Knowing your content goals from your channel strategy and your go-to-market strategy

Let’s be honest, we sometimes overcomplicate marketing activities. Planners can be accused of planning a plan to create a plan. Creatives are claimed to create complex artwork for the sake or showcasing their talent. Strategists are believed to strategise the best approach for strategic construction of a tweet in line with the overarching strategic content strategy.

Ok, I’m being melodramatic and of course no one takes actions to these extremes, but you get the sentiment. In marketing, and particularly with the team’s charged with social media content creation, we can, at times, become overly focused on one’s talents. Reality being our individual talent comes to the fore if shepherded by those with other individual talents too.

What do I mean by this? Well, let’s explore Content Goals versus Channel Strategy for a moment. And for this, let’s home in on a seasonal content classic, the digital Advent calendar.

Over the coming days and weeks, we will all increasingly see a variety of social media Advent calendars appearing in our feeds. For clarity, I’m not saying these are wrong, but I do challenge the Content Goal that these are aligned too. An Advent calendar is a seasonal classic. Nearly all of us grew up embracing the analogue version and most of our children experience the same today. In some European countries the Advert calendar has greater meaning and impact. For example, I know countries like Germany create Advent calendars for loved ones, containing personalised gifts. What a lovely sentiment and gift. The thought of waking each morning to open and receive a uniquely thought-through gift is heart-warming.

If the goal is to impart happiness, then an Advent calendar is a terrific concept. If the Advent calendar is being used to trigger a subsequent action from me, then it’s a minor form of bribery. Ok, I’m being melodramatic again – stick with me for a moment.

If our Content Goal in December is to drive brand awareness, or customer acquisition, then an Advent calendar is not tactically astute. They won’t standout in feed from the social noise and they’re unlikely to be unique enough to foster widespread admiration. If your Content Goal is to share some seasonal happiness, in the same vain as sending a Christmas card then an Advent calendar is perfect.

My point being, we need to understand the Content Goals for the entire year; understanding quarterly and monthly focuses and requirements. Of course, the Content Goals ladder to the over-arching marketing strategy that will likely map acquisition and retention requirements.

Now, returning to my original point. Imagine charging creatives with producing a digital Advent calendar without giving them the guidance of ‘a simple tactical deployment to surprise and delight our audience’. Creatives would adore producing seasonal artwork with 24 iterations as there are 24 days on an Advent calendar. They would explore evoking images and messages that look wonderful, but essentially utilise far too much design time for a tactical deployment that’s unlikely to delivery acquisition or retention results.

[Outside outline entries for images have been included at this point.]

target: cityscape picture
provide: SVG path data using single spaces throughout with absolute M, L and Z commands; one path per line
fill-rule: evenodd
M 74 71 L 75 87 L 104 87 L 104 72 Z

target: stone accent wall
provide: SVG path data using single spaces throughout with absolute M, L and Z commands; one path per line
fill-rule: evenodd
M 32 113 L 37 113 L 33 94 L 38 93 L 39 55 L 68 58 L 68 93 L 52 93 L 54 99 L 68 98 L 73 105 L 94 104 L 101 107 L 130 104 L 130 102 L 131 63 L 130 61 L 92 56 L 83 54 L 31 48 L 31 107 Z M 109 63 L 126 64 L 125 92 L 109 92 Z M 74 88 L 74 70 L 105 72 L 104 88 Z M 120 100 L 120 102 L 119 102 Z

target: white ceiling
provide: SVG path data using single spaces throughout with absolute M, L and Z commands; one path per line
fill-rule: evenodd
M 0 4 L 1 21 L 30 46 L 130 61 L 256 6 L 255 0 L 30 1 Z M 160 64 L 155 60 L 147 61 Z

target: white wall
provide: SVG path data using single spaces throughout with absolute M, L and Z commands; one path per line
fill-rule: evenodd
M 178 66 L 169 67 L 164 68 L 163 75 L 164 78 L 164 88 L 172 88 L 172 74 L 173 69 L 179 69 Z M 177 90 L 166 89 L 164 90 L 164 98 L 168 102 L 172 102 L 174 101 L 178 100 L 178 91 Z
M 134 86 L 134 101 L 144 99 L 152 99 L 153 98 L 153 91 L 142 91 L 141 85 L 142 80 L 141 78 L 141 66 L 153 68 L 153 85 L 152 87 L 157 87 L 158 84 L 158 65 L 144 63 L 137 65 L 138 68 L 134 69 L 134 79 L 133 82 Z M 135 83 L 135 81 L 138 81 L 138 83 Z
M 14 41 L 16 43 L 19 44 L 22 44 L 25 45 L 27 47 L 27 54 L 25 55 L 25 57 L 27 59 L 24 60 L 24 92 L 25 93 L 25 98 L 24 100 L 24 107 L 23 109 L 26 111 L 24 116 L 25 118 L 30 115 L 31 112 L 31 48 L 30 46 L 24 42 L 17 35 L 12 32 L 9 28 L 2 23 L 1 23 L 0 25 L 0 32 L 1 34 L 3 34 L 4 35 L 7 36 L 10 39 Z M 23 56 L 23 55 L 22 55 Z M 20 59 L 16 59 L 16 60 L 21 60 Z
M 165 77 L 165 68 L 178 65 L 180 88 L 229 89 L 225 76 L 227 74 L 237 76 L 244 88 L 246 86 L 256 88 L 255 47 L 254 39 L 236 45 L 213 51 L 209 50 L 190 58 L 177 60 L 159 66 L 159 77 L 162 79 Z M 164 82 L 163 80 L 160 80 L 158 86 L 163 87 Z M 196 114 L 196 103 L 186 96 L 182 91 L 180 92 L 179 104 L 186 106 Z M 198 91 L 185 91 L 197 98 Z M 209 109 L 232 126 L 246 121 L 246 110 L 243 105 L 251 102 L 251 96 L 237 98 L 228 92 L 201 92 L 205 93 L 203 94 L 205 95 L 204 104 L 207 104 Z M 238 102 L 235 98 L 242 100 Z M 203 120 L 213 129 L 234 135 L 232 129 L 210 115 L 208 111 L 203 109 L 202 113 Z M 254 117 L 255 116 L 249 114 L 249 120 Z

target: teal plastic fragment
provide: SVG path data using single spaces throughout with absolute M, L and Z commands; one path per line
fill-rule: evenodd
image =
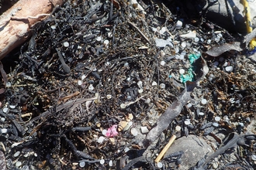
M 189 54 L 189 60 L 190 64 L 192 64 L 196 60 L 198 60 L 200 57 L 200 54 Z M 193 75 L 193 66 L 190 66 L 190 67 L 188 70 L 187 74 L 182 74 L 180 76 L 181 81 L 185 83 L 186 81 L 192 81 L 194 78 Z
M 189 54 L 189 60 L 190 62 L 190 64 L 192 64 L 196 60 L 198 60 L 200 57 L 200 54 Z

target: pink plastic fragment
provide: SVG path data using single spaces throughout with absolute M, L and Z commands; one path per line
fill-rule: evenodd
M 116 136 L 118 134 L 118 132 L 116 131 L 117 125 L 112 125 L 110 128 L 108 129 L 107 133 L 106 134 L 106 137 L 113 137 Z

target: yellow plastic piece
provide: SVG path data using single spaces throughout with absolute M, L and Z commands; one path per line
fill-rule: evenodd
M 245 21 L 246 21 L 246 28 L 247 33 L 252 32 L 251 27 L 251 11 L 247 0 L 241 0 L 241 3 L 244 5 L 244 12 L 245 15 Z M 249 49 L 254 49 L 256 47 L 256 38 L 254 38 L 251 40 L 249 43 Z

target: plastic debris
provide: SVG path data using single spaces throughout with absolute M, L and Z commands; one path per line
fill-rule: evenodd
M 147 132 L 149 132 L 149 131 L 146 126 L 140 127 L 140 130 L 141 130 L 142 134 L 147 134 Z
M 242 51 L 240 42 L 234 42 L 232 43 L 225 43 L 220 46 L 214 46 L 210 50 L 206 51 L 206 54 L 211 56 L 219 56 L 223 53 L 230 50 Z
M 131 128 L 130 129 L 130 133 L 133 135 L 133 136 L 137 136 L 138 135 L 138 131 L 137 131 L 136 128 Z
M 167 45 L 171 46 L 171 47 L 173 47 L 172 43 L 169 41 L 169 40 L 165 40 L 163 39 L 154 39 L 155 42 L 156 42 L 156 46 L 157 47 L 165 47 Z
M 208 73 L 209 68 L 203 59 L 200 57 L 199 60 L 200 62 L 200 67 L 202 73 L 201 76 L 195 82 L 186 82 L 185 89 L 180 96 L 178 97 L 178 100 L 173 101 L 173 103 L 168 107 L 165 112 L 161 114 L 158 118 L 156 125 L 148 132 L 146 139 L 147 141 L 154 141 L 160 134 L 168 128 L 169 124 L 180 114 L 183 107 L 187 104 L 188 101 L 190 100 L 190 94 L 193 89 L 197 86 L 197 81 L 199 81 L 205 75 Z
M 195 39 L 196 37 L 196 32 L 195 31 L 189 31 L 186 34 L 181 34 L 179 35 L 182 38 L 186 38 L 186 39 Z
M 118 132 L 116 131 L 117 125 L 112 125 L 110 128 L 108 128 L 108 131 L 106 134 L 106 137 L 114 137 L 118 134 Z

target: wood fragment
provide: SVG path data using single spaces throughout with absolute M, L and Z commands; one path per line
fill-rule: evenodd
M 31 35 L 36 24 L 50 15 L 63 0 L 19 0 L 0 16 L 0 60 Z
M 173 135 L 168 143 L 164 146 L 163 150 L 160 152 L 157 158 L 154 160 L 155 162 L 158 163 L 160 160 L 163 158 L 164 155 L 166 153 L 167 150 L 170 148 L 171 144 L 174 142 L 174 141 L 176 139 L 176 135 Z

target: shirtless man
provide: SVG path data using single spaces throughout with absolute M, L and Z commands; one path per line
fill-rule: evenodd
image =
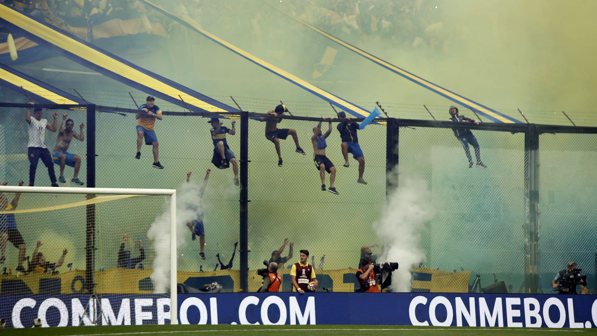
M 325 118 L 323 118 L 325 120 Z M 332 161 L 325 156 L 325 148 L 328 146 L 325 143 L 325 138 L 330 136 L 330 133 L 332 132 L 332 118 L 330 118 L 330 129 L 325 134 L 321 135 L 321 121 L 317 124 L 316 127 L 313 128 L 313 136 L 311 137 L 311 142 L 313 143 L 313 161 L 315 163 L 315 167 L 319 171 L 319 176 L 321 176 L 321 190 L 325 191 L 325 172 L 330 173 L 330 188 L 328 191 L 336 195 L 340 193 L 336 191 L 334 187 L 334 181 L 336 179 L 336 167 Z
M 85 140 L 85 135 L 83 134 L 83 127 L 85 127 L 85 123 L 81 123 L 81 134 L 77 134 L 73 131 L 73 126 L 75 122 L 72 119 L 66 119 L 66 114 L 62 115 L 62 123 L 60 124 L 60 130 L 58 132 L 58 138 L 56 139 L 56 144 L 54 146 L 54 152 L 52 153 L 52 160 L 56 164 L 60 166 L 60 177 L 58 178 L 58 182 L 60 183 L 66 183 L 64 179 L 64 165 L 68 164 L 75 167 L 75 173 L 73 178 L 70 180 L 70 183 L 73 183 L 79 185 L 83 185 L 84 183 L 79 179 L 79 169 L 81 168 L 81 157 L 78 155 L 70 154 L 66 151 L 69 149 L 70 145 L 70 140 L 73 137 L 79 141 Z M 66 128 L 64 129 L 64 120 L 66 120 Z
M 288 112 L 288 109 L 286 106 L 280 104 L 276 106 L 273 111 L 267 111 L 267 114 L 271 114 L 273 117 L 264 117 L 261 120 L 266 120 L 265 123 L 265 137 L 276 146 L 276 151 L 278 152 L 278 166 L 282 167 L 282 155 L 280 154 L 280 141 L 279 139 L 285 140 L 290 135 L 294 139 L 294 144 L 297 145 L 296 152 L 307 155 L 303 148 L 300 148 L 298 144 L 298 137 L 297 136 L 297 131 L 291 129 L 278 129 L 278 123 L 282 122 L 282 119 L 277 118 L 278 115 L 282 115 L 285 112 Z

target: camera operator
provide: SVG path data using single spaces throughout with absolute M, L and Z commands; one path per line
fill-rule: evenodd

By putting a specific talent in the room at briefing, someone who understand the strategic element behind the Advent calendar requirement; and by having someone in the room with a planning mind and the gift for mapping resource bookings. All of a sudden the creatives understand the tactical requirement, with the correct goal, and the right production constraints.

Win. Win. You get the required asset without burning excessive time.

However, if the original Content Goal is customer acquisition, then you need to revisit the content conversation. An Advent calendar won’t deliver that. You wouldn’t be enticing your audience to discover more about your proposition or service. You won’t activate audiences to trigger a purchase. Essentially, you would be clogging your feed with the wrong content to deliver a specific goal.

Your strategy defines what you need to do as a business and how you’re going to get there. It will encompass strategic focuses and deliverables that collectively deliver ‘what good looks like’ for the business. The Channel Strategy will define what Content Types sit where and define their role within the marketing mix. The Content Goal explores the specific goals that build towards successful delivery of your strategy; Awareness, Acquisition, Retention, Recruitment, CSR etc.

The point being. You can’t possibly ideate on a piece of content unless you understand WHY you’re producing the content. What roles does it need to perform? Sadly, too many businesses use the lovely and heart-warming Advent calendars for the wrong reason. When living the correct Content Goal, they have a place. If you’re thinking they will deliver brand awareness or customer acquisition then sadly you will be disappointed.

Now think about all the other content you’ve produced this year. Did you understand the right Content Goal for its production? How much of that time and output has been innocently misplaced? It makes you think, doesn’t it?

Unlock your creative talent, and improve your efficiency, impact, and ultimately, audience engagement by have the right strategic questions answered. It really does all start with WHY (are we doing this?).